New Delhi, Nov. 12: Spectrum lost much of its sparkle ahead of Diwali as mobile telephony companies collectively stumped up bids worth a paltry Rs 9,224.75 crore for 2G radio waves that were put up for auction today as part of a Supreme Court-mandated process.

The bids for spectrum in the 1800Mhz band totalled less than a fourth of the Rs 40,000 crore that the government has been hoping to raise from the auction.

Telecom companies mired in debt and locked in rate wars have been reluctant to fork out big bucks for radio waves in 1800Mhz, which isn’t as super-efficient and cost-effective as the 900Mhz band that the big boys like Airtel and Vodafone have hogged as early entrants in the field of telephony.

Two lucrative but costly circles Delhi and Mumbai did not receive any bids on the first day. Two other circles were completely ignored: Rajasthan and Karnataka.

Bids had been invited for eight blocks of 1.25 Mhz each in the country’s 22 telecom circles. The base price for one block of spectrum in Delhi had been fixed at a daunting Rs 693.06 crore and in Mumbai at Rs 678.45 crore. The prices hadn’t moved in these two circles at the end of seven rounds of bidding that began at 9am.

Back in February, the Supreme Court had scrapped 122 licences that disgraced telecom minister A. Raja had handed out to eight cherry-picked telecom players in a controversial process that had raised Rs 12,386 crore.

The Supreme Court had ordered the auction of all the 471Mhz of spectrum that had been doled out then. However, the Centre has put up just 271Mhz of spectrum in this round, apparently holding some of the radio waves in hand in order to bump off Airtel and Vodafone from the lucrative 900Mhz band and “re-farm” them to 1800 Mhz when their 20-year licences come up for renewal in 2014.

The 900 and 1800 Mhz bands are used by GSM telephony players.

There was no bidder for pan-India spectrum for which the government had set a base price of Rs 14,000 crore for 5Mhz of spectrum in all 22 circles. The base price was more than seven times what carriers had paid in 2008.

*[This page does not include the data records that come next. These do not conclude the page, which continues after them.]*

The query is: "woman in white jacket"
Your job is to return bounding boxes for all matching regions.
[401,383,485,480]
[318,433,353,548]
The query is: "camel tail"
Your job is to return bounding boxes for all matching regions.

Only five telecom companies are involved in the auction for 1800Mhz: Bharti Airtel, Idea Cellular, Vodafone and two newbies in Videocon Telecommunications and Telewings, a subsidiary of Telenor of Norway.

The government received a blow when the only two bidders Tata Teleservices and Videocon -- dropped out of the race for spectrum in the 800 Mhz band that is used by CDMA players. Both said the base prices were too high.

“The total quantum of revenue bid is for a little over Rs 9,200 crore (at the end of the fifth round),” telecom secretary R Chandrashekhar said.

Today’s bidding is in stark contrast to third generation (3G) spectrum auctions that were held in April 2010. Back then, the total bids on Day 1 had touched almost Rs 16,000 crore for pan-India coverage with Mumbai and Delhi witnessing a 13 to 16 per cent increase over the base price. Overall the government earned Rs 70,000 crore from sale of high speed 3G spectrum.

However, analysts point out that the highly sought-after 3G cannot be compared with 2G.

Experts said the muted response to 2G was because of the high base price and the decision cap each block on offer at just 1.25Mhz. Existing licensees Airtel, Idea Cellular and Vodafone cannot bid for more than two blocks of 1.25Mhz if they already hold some spectrum in that band in a particular. New entrants must bid for at least four blocks in each circle. These restrictions have also sapped bidding interest.

Moreover, telecom companies are waiting to buy spectrum in the more efficient 900Mhz band that will be sold next year. The market price discovered through sale of spectrum in the 1,800Mhz band is likley to be used to set the reserve price for sale of radiowaves in other bands, including the 900Mhz band.

Existing telecom operators like Airtel, Vodafone, Reliance and others have to pay a one-time fee for holding spectrum beyond 4.4 megahertz (MHz) -- 2.5 MHz in the case of CDMA players -- based on the market price of spectrum determined by the auctions.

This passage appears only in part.